Der Mann ruft mehrmals die Polizei
Er sah viel Blut – und rief die Polizei. “Mir wurde gesagt, dass sie bereits benachrichtigt wurden”, berichtet er. Dann verging die Zeit. Michael ging auf den Parkplatz vor dem Geschäft und versuchte, mit den geschockten Mitarbeitern fertig zu werden.
Schließlich rief er erneut die Polizei an, weil er und andere Anwesende schockiert waren, wie lange es dauerte, bis die Rettungsdienste endlich am Tatort eintrafen.
Auf Anfrage nimmt die Polizei Stellung zu dem Sachverhalt. Die Zeit zwischen dem Auslösen des Alarms und dem Erreichen des Einsatzortes lag innerhalb der normalen Grenzen für einen solch riskanten Einsatz.
„Es wurde bereits gesagt, dass gerade in Extremsituationen die Wahrnehmung von Zeugen oft stark von den aktuellen Ereignissen beeinflusst wird und daher nicht immer verlässlich ist“, sagt Oliver Weiss Flug, vom Polizeipräsidium Ravensburg, Dolmetscher
Der erste Notruf ging um 13.05 Uhr ein
Die Polizei hat ihre Unterlagen überprüft. Demnach ging um 13.05 Uhr der erste Notruf bei der Polizei ein. „Einige Zeit später wurden mehrere Streifenpolizisten nach Markdorf alarmiert“, berichtet Weißflog.
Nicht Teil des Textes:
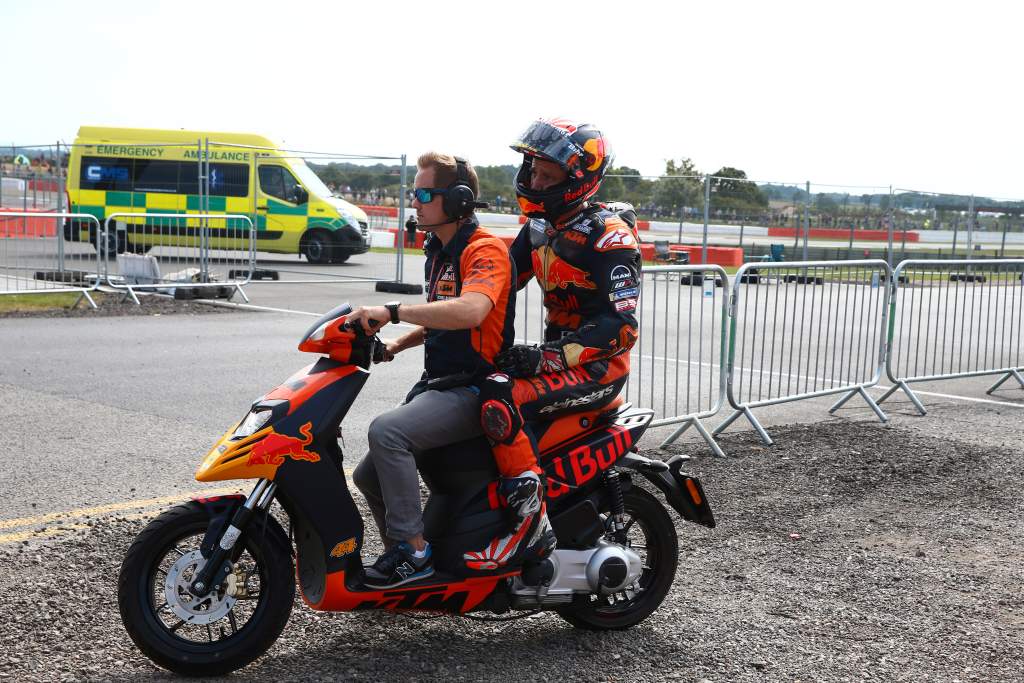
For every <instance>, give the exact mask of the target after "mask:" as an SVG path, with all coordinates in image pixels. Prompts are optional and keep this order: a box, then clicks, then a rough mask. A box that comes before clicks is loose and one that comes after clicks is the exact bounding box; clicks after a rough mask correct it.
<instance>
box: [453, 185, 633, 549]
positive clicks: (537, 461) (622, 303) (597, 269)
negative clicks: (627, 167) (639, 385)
mask: <svg viewBox="0 0 1024 683" xmlns="http://www.w3.org/2000/svg"><path fill="white" fill-rule="evenodd" d="M618 206H620V207H622V206H626V207H628V205H618ZM635 221H636V214H635V213H634V212H633V209H632V207H628V208H626V209H624V210H622V211H620V212H612V211H609V210H608V209H607V208H606V207H605V206H603V205H592V206H586V207H585V208H584V209H583V210H582V211H580V212H579V213H577V214H575V215H574V216H572V217H571V218H569V219H567V220H566V221H565V222H564V223H561V224H558V225H554V226H553V225H551V224H550V223H549V222H548V221H546V220H540V219H529V220H528V221H527V222H526V223H525V225H523V228H522V230H521V231H520V232H519V236H518V237H517V238H516V240H515V242H514V243H513V244H512V247H511V248H510V253H511V255H512V259H513V261H514V262H515V265H516V271H517V272H518V280H517V287H518V288H519V289H521V288H523V287H524V286H525V285H526V284H527V283H528V282H529V279H530V278H534V276H536V278H537V281H538V284H539V285H540V286H541V289H542V290H543V292H544V306H545V308H546V309H547V318H546V329H545V333H544V343H543V344H541V345H539V346H523V345H520V346H514V347H512V348H511V349H509V350H508V351H505V352H504V353H502V354H500V355H499V356H498V358H497V366H498V368H499V369H500V371H501V372H498V373H494V374H492V375H489V376H488V377H487V378H486V379H485V380H484V381H483V382H482V384H481V386H480V407H481V408H480V419H481V424H482V426H483V431H484V433H485V434H486V435H487V437H488V439H489V440H490V443H492V446H493V449H494V454H495V460H496V462H497V464H498V470H499V472H500V474H501V475H502V477H503V478H505V479H506V482H509V483H514V482H518V484H519V485H521V487H523V488H525V489H530V490H526V492H525V493H523V494H519V495H514V496H510V497H508V498H507V501H508V505H509V507H510V508H513V507H514V506H515V505H516V502H517V501H523V507H525V508H528V509H524V510H513V512H514V514H515V515H516V517H517V518H518V519H519V520H520V523H519V524H517V526H516V527H515V529H514V530H513V533H512V535H510V536H509V537H506V538H504V539H497V540H495V541H494V542H493V543H492V544H490V545H489V546H488V547H487V548H485V549H483V550H482V551H479V552H475V553H467V554H466V561H467V564H468V565H469V566H470V567H475V568H493V567H496V566H501V565H503V564H505V563H507V562H510V561H515V560H520V561H521V560H522V559H523V558H524V556H525V558H527V559H528V557H529V556H535V555H536V556H537V557H543V556H544V554H546V553H548V552H550V550H551V548H552V547H553V543H554V539H553V533H552V532H551V530H550V526H549V525H548V523H547V516H546V514H545V510H544V504H543V488H542V487H543V481H540V480H539V476H538V475H540V474H541V473H542V470H541V468H540V467H539V466H538V461H537V455H538V454H537V446H536V443H535V442H534V439H532V435H531V434H529V433H528V432H527V431H525V430H524V429H523V424H524V422H527V421H539V420H554V419H555V418H557V417H559V416H561V415H565V414H569V413H574V412H580V411H587V410H593V409H597V408H602V407H603V405H606V404H608V403H610V402H611V401H612V400H613V399H614V398H615V396H616V395H617V394H618V392H620V390H622V388H623V386H624V385H625V384H626V379H627V376H628V374H629V350H630V348H632V346H633V344H634V343H635V342H636V340H637V336H638V326H637V321H636V317H635V315H634V312H635V310H636V308H637V304H638V299H639V296H640V268H641V258H640V249H639V241H638V238H637V234H636V228H635ZM525 474H531V475H532V477H524V475H525ZM509 478H511V481H509ZM530 478H532V479H538V481H537V482H536V484H534V483H531V482H530V481H529V479H530ZM506 482H503V483H506ZM531 486H536V487H537V488H541V492H540V496H539V497H538V498H534V497H532V496H531V494H532V489H531ZM539 505H540V507H539V509H537V508H538V506H539ZM534 518H536V519H537V521H536V522H534V521H532V519H534ZM513 558H515V560H513Z"/></svg>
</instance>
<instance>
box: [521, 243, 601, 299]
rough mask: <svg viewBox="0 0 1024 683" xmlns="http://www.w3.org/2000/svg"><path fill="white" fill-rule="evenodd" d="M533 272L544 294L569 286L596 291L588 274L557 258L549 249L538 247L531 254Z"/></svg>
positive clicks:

Es ging um Polizisten aus den Landkreisen Überlingen und Friedrichshafen, die gegen 13.20 Uhr in Markdorf eintrafen. Sie hielten kurz in der Nähe des Ladens an, “um sich mit zusätzlicher Schutzausrüstung für den Einsatz von Schusswaffen auszustatten und das Vorgehen abzustimmen”, sagte ein Polizeisprecher.
„Die Situation war äußerst gefährlich, da der Einsatz von Waffen bestätigt wurde, sodass ein unvorsichtiger ‚Sturm‘ in der Situation ohne Abstimmung nicht erkannt wurde“, betonte der Polizist. Das Risiko einer Eskalation – einschließlich einer möglichen Geiselnahme – sollte minimiert werden.
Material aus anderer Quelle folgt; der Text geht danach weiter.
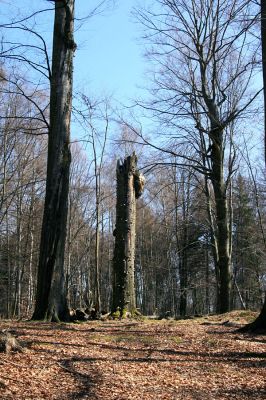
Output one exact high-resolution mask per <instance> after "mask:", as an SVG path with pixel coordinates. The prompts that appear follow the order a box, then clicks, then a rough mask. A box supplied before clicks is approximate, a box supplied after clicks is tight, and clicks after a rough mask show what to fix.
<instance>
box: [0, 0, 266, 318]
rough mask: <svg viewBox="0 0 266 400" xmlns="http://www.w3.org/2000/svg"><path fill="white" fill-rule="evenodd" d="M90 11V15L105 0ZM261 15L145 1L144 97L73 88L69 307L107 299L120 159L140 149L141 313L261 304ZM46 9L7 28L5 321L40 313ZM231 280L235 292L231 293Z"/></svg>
mask: <svg viewBox="0 0 266 400" xmlns="http://www.w3.org/2000/svg"><path fill="white" fill-rule="evenodd" d="M42 3H43V6H44V7H46V4H45V3H51V2H44V1H43V2H42ZM105 5H107V3H106V4H105ZM89 12H90V13H91V15H90V18H91V17H92V15H93V14H96V13H97V12H98V8H97V7H96V8H95V9H94V10H93V11H91V10H88V14H89ZM259 12H260V10H259V7H258V5H257V4H256V2H253V1H246V2H243V1H241V2H240V1H237V0H235V1H229V0H228V1H224V2H223V4H220V2H219V1H211V0H202V1H200V2H196V1H193V0H191V1H186V2H185V1H182V0H180V1H168V0H161V1H151V2H149V7H147V9H140V8H138V9H136V10H135V18H136V19H137V20H138V21H139V23H140V26H141V29H142V33H143V39H142V44H143V47H145V46H146V49H147V51H146V57H147V60H148V61H147V62H148V65H149V69H150V70H151V73H150V75H149V77H150V78H149V84H148V86H149V92H148V95H146V96H145V99H142V100H136V101H134V107H133V105H132V104H131V105H130V107H122V106H120V108H118V106H117V104H118V102H117V101H115V99H113V98H112V97H111V96H109V97H108V98H107V97H105V98H100V96H92V95H91V94H90V93H86V92H83V91H80V90H78V89H75V90H74V95H73V96H74V101H73V115H72V141H71V153H72V161H71V166H70V189H69V196H68V202H69V208H68V222H67V238H66V247H65V276H66V288H67V299H68V303H69V307H70V308H74V309H76V308H91V307H93V306H94V305H95V303H96V302H97V298H98V297H99V296H100V299H101V311H103V312H104V311H106V312H107V311H109V309H110V304H111V301H112V281H113V264H112V260H113V251H114V236H113V232H114V230H115V204H116V161H117V159H119V158H122V159H123V158H125V157H127V156H128V155H131V154H132V152H133V151H135V152H136V154H137V155H138V165H139V169H140V170H141V172H142V173H143V174H144V175H145V178H146V183H145V191H144V194H143V196H142V197H141V198H140V199H139V200H138V201H137V229H136V259H135V286H136V299H137V307H138V309H139V310H140V312H141V313H142V314H144V315H153V314H154V315H159V316H163V315H172V316H175V317H178V316H180V315H181V316H187V315H199V314H208V313H215V312H217V311H226V310H229V309H231V310H232V309H251V310H260V309H261V308H262V305H263V303H264V293H265V285H266V267H265V257H266V254H265V251H266V247H265V246H266V240H265V223H266V198H265V171H264V167H263V152H262V148H263V145H262V143H263V134H262V133H263V128H262V126H263V112H262V108H263V107H262V104H263V99H262V91H261V86H262V83H261V81H262V78H261V38H260V19H259V17H258V15H259ZM46 13H52V11H51V10H50V11H46ZM25 14H26V13H25V11H24V15H25ZM40 15H42V13H40ZM90 18H89V19H88V20H87V21H86V24H89V21H90ZM94 18H96V17H95V16H94ZM97 18H99V17H97ZM101 18H104V17H101ZM36 19H37V16H36V15H35V14H34V13H31V10H29V12H28V13H27V17H25V16H24V17H23V18H20V19H19V18H16V19H14V20H12V21H11V20H10V21H8V22H5V23H4V22H3V23H2V24H1V26H0V28H1V34H2V43H1V52H0V55H1V59H0V62H1V64H0V67H1V70H0V97H1V101H0V316H1V317H2V318H15V317H16V318H24V317H30V316H31V315H32V313H33V311H34V304H35V297H36V284H37V269H38V259H39V246H40V236H41V229H42V216H43V208H44V196H45V182H46V159H47V131H48V127H49V118H50V116H49V111H48V104H49V78H50V74H51V69H50V58H51V54H50V50H49V48H50V46H47V44H46V42H45V40H44V38H43V37H42V36H41V35H40V34H39V33H38V24H37V23H36ZM99 21H101V19H100V18H99ZM100 23H102V21H101V22H99V24H100ZM138 26H139V25H138ZM80 29H82V27H81V28H80ZM138 29H139V28H138ZM51 32H52V26H51ZM24 35H25V36H24ZM20 36H21V37H20ZM50 40H51V39H50ZM78 49H79V43H77V51H78ZM88 74H89V71H88ZM118 100H119V99H118ZM128 110H130V112H129V111H128ZM147 121H148V122H147ZM77 132H78V133H77ZM260 160H261V161H260ZM223 277H225V279H224V280H223ZM98 284H99V288H100V293H97V286H98ZM227 286H228V287H227ZM229 289H230V296H228V299H229V300H228V301H229V303H228V304H221V299H220V297H221V296H220V295H221V293H223V290H225V294H226V295H225V296H224V297H223V298H226V297H227V292H226V291H229Z"/></svg>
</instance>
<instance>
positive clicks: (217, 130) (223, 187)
mask: <svg viewBox="0 0 266 400" xmlns="http://www.w3.org/2000/svg"><path fill="white" fill-rule="evenodd" d="M210 136H211V138H212V142H213V144H212V149H211V162H212V174H211V182H212V186H213V190H214V198H215V206H216V223H217V236H216V238H217V253H218V254H217V255H218V269H219V293H218V306H219V309H218V310H217V311H218V312H220V313H225V312H228V311H229V310H230V295H231V280H232V279H231V253H230V226H229V213H228V206H227V194H226V186H225V182H224V176H223V156H224V152H223V140H222V136H223V132H222V131H221V130H219V129H218V128H217V126H216V127H215V128H214V129H213V131H212V132H211V134H210Z"/></svg>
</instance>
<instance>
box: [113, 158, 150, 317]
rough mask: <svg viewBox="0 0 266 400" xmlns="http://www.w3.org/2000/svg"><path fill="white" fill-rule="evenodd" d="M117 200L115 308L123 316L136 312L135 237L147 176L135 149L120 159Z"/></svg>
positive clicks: (115, 238)
mask: <svg viewBox="0 0 266 400" xmlns="http://www.w3.org/2000/svg"><path fill="white" fill-rule="evenodd" d="M116 178H117V203H116V228H115V231H114V236H115V249H114V259H113V302H112V312H113V313H117V314H119V316H121V317H125V316H126V315H129V313H130V314H131V315H134V313H135V311H136V297H135V276H134V275H135V265H134V264H135V237H136V199H137V198H139V197H140V196H141V194H142V192H143V188H144V183H145V178H144V176H143V175H142V174H141V173H140V172H139V171H138V170H137V156H136V154H135V153H133V154H132V155H131V156H128V157H127V158H125V159H124V161H120V160H119V161H118V162H117V168H116Z"/></svg>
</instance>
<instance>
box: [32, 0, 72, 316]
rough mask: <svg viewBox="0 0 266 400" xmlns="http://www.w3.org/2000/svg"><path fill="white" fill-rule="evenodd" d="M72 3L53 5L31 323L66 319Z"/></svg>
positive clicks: (71, 87)
mask: <svg viewBox="0 0 266 400" xmlns="http://www.w3.org/2000/svg"><path fill="white" fill-rule="evenodd" d="M74 3H75V1H74V0H62V1H56V2H55V18H54V34H53V55H52V75H51V90H50V127H49V139H48V164H47V182H46V196H45V206H44V215H43V224H42V235H41V245H40V257H39V267H38V283H37V295H36V306H35V311H34V314H33V319H36V320H42V319H48V320H51V319H52V320H56V321H58V320H66V319H67V318H68V314H69V312H68V306H67V299H66V288H65V274H64V251H65V240H66V224H67V212H68V190H69V168H70V162H71V153H70V118H71V108H72V75H73V54H74V51H75V48H76V45H75V42H74V38H73V30H74Z"/></svg>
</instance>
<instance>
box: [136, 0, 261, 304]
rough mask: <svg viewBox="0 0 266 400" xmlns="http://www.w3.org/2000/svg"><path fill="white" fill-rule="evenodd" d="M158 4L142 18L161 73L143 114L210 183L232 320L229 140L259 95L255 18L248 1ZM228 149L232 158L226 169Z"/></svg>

24 Minuten später ist die Polizei im Laden
Zudem sei die Schaffung einer „ballistischen Zusatzausrüstung“ notwendig, damit Polizisten bei einem drohenden Brand „in ihrer Handlungsfähigkeit nicht gefährdet“ seien. Die Polizei erfuhr von Zeugen, dass der Schütze den Laden bereits verlassen hatte – auch dieser war in die Lagebeurteilung eingebunden.
„Allerdings kann nicht mit der notwendigen Sicherheit ausgeschlossen werden, dass sich weitere bewaffnete Männer in dem Objekt befanden“, sagt Weißflog.
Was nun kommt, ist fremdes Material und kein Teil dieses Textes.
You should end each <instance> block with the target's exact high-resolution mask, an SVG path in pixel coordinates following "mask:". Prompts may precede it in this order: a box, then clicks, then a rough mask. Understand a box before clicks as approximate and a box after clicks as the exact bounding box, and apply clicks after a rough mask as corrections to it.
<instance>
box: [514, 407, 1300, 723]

Im Einsatzprotokoll wird vermerkt, dass Polizisten um 1.29 Uhr „schwer bewaffnet“ in das Gebäude eindrangen. Zunächst würden sie dann „die für den Einsatz der Rettungskräfte notwendige Sicherheit herstellen“, berichtet ein Polizeisprecher.
„Aus Gründen des eigenen Schutzes wurden Rettungskräfte – wie in solchen Situationen geplant und zwischen Blaulichtorganisationen abgestimmt – erst verfolgt, nachdem die Polizei die Situation für sicher befunden hatte“, sagt er. Dies hätte zwar zu zusätzlichen Verzögerungen geführt, musste aber zum Schutz der Hilfskräfte in Kauf genommen werden.
Eine Frau kann nicht gerettet werden
Laut Polizeiprotokoll betraten die Einsatzkräfte fünf Minuten später, um 13.34 Uhr, den Laden.
Doch auch wenn die Sanitäter und das Unternehmen längst im Geschäft waren – für die 44-Jährige kam jede Hilfe zu spät: „Nach den vorläufigen Obduktionsergebnissen hätte die Frau auch bei sofortiger Vollstreckung nicht gerettet werden können Arzt aufsuchen. Die inneren Verletzungen waren irreversibel“, sagt Oliver Weissflug.